The news of Curtis’ appointment comes as Kamran Rastegar, professor of Arabic and comparative literature in the Department of International Literary and Cultural Studies, decided to step down from the position after serving in the role for four years.
“I felt the time was right for me to reengage with my own research more substantively and to allow the Center to take on new direction,” Rastegar wrote in an email to the Daily.
In the past, much of CHAT’s focus has been placed on supporting faculty and scholars with grants, workshops and fellowships. Curtis emphasized the importance of maintaining these programs and is excited to help them thrive.
Curtis also stated that she has many ideas about new directions for CHAT, noting that she is eager to expand CHAT’s resources to reach other members of the Tufts community, with particular interest in targeting undergraduates.
“Undergrads are always invited to attend faculty lectures, and usually we’ll get a couple students to come to things like book launches,” she said. “But I’m exploring ways that CHAT could support undergraduate research more. … Are there ways that undergrads who would like to have a space, to come and share either amongst each other or around a particular theme? That is a growing edge for CHAT, [being] accessible and welcoming to Tufts students as well as Tufts faculty.”
Curtis’ goal of increasing the center’s undergraduate presence pairs well with the expansion of various CHAT initiatives, including its growing catalog of fellows and scholars.
“We are welcoming 16 fellows and affiliates this year to the Center, and this is the largest cohort that we have had during my time at CHAT,” CHAT Program Administrator Courtney McDermott wrote in an email to the Daily. “I am excited about the research and backgrounds of all of our fellows and the vibrancy that they will bring to the Center, especially since we are returning to on-campus events and programming.”

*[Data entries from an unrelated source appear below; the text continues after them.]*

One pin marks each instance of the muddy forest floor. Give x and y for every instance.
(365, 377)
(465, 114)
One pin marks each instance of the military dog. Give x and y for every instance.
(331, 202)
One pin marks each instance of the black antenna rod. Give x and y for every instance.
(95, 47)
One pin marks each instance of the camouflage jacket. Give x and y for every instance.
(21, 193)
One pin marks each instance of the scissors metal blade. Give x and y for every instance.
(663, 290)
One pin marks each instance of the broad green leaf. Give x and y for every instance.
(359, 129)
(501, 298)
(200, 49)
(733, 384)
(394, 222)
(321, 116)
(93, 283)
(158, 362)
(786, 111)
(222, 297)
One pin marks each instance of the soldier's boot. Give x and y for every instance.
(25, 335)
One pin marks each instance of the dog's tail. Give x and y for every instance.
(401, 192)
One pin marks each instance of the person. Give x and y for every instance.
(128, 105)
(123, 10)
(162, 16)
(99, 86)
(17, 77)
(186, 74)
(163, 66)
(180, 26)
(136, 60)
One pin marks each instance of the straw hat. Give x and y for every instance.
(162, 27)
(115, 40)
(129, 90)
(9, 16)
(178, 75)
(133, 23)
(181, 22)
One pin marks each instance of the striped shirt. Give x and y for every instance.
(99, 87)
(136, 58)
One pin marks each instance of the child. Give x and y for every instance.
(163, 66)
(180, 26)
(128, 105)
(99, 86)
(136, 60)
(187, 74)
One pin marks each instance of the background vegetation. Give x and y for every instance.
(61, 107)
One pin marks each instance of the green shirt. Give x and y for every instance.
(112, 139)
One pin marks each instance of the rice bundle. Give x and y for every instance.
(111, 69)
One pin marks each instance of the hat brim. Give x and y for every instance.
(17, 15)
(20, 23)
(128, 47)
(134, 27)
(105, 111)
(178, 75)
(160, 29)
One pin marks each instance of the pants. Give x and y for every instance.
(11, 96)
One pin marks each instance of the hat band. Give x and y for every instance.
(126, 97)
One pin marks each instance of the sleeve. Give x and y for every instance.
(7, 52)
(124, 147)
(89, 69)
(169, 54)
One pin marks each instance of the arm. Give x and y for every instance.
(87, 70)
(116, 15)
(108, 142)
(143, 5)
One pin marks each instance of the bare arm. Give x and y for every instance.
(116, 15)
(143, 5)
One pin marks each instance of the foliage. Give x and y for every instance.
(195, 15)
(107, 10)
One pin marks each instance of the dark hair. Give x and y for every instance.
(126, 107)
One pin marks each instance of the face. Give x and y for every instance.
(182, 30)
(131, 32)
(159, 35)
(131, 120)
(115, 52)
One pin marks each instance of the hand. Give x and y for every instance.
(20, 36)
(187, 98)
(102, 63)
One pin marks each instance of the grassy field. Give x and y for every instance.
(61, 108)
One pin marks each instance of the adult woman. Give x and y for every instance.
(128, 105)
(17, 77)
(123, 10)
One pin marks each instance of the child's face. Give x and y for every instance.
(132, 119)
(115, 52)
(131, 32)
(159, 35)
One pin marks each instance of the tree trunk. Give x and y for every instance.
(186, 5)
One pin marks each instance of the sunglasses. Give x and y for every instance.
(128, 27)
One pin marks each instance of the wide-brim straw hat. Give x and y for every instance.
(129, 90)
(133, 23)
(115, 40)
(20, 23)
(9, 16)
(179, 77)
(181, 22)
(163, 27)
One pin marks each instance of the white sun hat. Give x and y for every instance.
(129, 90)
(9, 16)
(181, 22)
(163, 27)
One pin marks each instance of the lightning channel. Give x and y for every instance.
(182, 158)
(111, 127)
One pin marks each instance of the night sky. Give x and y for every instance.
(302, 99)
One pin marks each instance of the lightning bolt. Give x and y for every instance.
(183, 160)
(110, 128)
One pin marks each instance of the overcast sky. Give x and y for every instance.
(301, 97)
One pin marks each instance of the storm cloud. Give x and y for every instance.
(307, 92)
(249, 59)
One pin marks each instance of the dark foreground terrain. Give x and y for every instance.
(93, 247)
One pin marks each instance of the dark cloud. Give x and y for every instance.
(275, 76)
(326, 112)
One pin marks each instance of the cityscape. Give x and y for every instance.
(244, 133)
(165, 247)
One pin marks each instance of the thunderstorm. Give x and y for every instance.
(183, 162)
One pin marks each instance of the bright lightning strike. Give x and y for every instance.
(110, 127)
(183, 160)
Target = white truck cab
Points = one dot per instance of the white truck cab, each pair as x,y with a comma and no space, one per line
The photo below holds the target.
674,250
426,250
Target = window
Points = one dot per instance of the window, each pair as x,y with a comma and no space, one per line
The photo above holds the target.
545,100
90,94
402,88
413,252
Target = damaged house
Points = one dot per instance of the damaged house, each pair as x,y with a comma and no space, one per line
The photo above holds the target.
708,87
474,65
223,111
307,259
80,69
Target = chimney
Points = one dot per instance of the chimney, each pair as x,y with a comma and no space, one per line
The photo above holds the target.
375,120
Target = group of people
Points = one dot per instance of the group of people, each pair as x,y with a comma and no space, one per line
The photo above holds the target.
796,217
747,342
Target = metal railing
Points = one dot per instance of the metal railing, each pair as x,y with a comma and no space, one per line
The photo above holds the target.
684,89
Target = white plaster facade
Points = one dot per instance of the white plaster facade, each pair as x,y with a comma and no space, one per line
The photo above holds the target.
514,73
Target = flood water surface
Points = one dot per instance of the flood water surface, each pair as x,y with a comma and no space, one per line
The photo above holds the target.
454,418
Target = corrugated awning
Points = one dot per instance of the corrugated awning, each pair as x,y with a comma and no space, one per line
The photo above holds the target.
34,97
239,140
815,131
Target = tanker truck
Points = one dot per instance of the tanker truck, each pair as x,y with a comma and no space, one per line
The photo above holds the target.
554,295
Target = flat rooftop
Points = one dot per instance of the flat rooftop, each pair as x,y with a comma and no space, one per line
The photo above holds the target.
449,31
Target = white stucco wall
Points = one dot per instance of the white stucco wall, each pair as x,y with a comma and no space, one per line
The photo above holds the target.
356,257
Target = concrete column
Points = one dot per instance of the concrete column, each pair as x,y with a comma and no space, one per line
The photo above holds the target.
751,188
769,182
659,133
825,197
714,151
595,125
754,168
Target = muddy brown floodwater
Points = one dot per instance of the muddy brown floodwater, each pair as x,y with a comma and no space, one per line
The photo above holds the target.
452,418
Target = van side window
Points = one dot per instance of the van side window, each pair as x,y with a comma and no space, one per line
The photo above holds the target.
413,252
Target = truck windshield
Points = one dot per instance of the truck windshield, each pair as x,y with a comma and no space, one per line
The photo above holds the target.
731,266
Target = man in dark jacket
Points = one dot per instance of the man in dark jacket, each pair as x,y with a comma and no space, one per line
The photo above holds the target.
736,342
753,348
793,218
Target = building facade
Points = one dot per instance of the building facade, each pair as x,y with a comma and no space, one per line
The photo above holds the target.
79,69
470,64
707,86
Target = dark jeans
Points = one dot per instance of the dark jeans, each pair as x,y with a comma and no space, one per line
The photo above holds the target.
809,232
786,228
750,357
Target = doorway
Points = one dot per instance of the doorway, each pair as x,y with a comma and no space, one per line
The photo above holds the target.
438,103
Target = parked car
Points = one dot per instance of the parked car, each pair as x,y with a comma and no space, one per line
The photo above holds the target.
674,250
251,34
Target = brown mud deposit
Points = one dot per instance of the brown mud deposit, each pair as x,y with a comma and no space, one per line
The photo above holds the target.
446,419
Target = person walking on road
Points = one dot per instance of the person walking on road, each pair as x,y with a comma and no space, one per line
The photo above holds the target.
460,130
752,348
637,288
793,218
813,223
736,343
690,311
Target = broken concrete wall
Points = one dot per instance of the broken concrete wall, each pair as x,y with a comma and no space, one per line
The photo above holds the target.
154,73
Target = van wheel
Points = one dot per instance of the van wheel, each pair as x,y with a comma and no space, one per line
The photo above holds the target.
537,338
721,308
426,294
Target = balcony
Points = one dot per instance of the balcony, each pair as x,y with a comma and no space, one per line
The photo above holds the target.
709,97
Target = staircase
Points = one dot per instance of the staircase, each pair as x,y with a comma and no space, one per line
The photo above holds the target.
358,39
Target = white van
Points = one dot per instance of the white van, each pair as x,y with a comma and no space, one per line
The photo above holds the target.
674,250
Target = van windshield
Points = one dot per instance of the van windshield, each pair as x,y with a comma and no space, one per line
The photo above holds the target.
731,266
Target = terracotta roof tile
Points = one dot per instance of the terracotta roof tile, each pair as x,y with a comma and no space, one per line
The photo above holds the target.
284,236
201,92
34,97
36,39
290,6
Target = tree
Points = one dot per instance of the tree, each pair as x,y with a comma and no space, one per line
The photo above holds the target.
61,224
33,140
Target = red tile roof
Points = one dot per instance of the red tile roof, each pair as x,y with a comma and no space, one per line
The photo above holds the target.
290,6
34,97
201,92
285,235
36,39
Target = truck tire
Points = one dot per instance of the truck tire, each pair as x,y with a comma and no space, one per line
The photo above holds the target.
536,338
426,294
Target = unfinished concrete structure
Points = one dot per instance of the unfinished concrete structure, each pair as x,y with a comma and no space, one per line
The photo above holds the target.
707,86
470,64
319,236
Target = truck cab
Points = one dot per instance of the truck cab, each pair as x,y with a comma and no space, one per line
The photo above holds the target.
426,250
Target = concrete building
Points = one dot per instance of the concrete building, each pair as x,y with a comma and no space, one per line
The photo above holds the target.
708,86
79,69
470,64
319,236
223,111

McDermott says she looks forward to working with Curtis and considers her an “organized, thoughtful leader.”
“In Spring 2022, I was temporarily assisting the [race, colonialism and diaspora] department and I got to know Heather in her previous role as interim co-chair of RCD,” McDermott wrote. “I am excited about her vision for CHAT and her desire to hear from faculty across all departments.”
Rastegar also expressed his excitement.
“I’m absolutely delighted by the appointment of Prof. Curtis, who is a friend and someone with whom [I’ve] had the honor to collaborate for some time as one of the founding faculty of the RCD,” he wrote. “Her temperament, intellect and her close links to a wide range of faculty across the humanities all will be great benefits to the work she does as CHAT director.”
Curtis is already considering some of those connections for future CHAT events and collaborations. She hopes for the center to further work with groups such as the Center for the Study of Race and Democracy and the Tufts University Prison Initiative.
While these plans are still in the early stage, the upcoming semester will still be a busy one, as CHAT’s website boasts a calendar full of upcoming fall events. The subject matter is diverse, and Curtis guarantees that there will always be good snacks.
With years of experience planning and executing events for the center, Rastegar advises that the best learning often comes from listening.
“I found that the CHAT director is most effective when one prepares just enough to set the stage and then stands back and lets each participant in an event or project do what they do best, listening and reacting, contributing and then sitting back—like a free and improvisatory musical setting,” he wrote. “Often the most magical experiences at CHAT arise from things that are unexpected and which could never have been anticipated or planned for. The director’s role, then, is largely simply to create the conditions for these moments to happen.”
The willingness to listen is a sentiment strongly shared by Curtis, and is complimented by her all-important willingness to dream.
“I am spending my first year in sort of a listening mode,” Curtis said. “I really want to welcome input from students, grad students, faculty — anyone at Tufts who has ideas about CHAT. … I hope students and colleagues will take the opportunity to come to our events and reach out to me if you have ideas about ways that CHAT can be more visible and more resourceful for our community. I'd love to hear it.”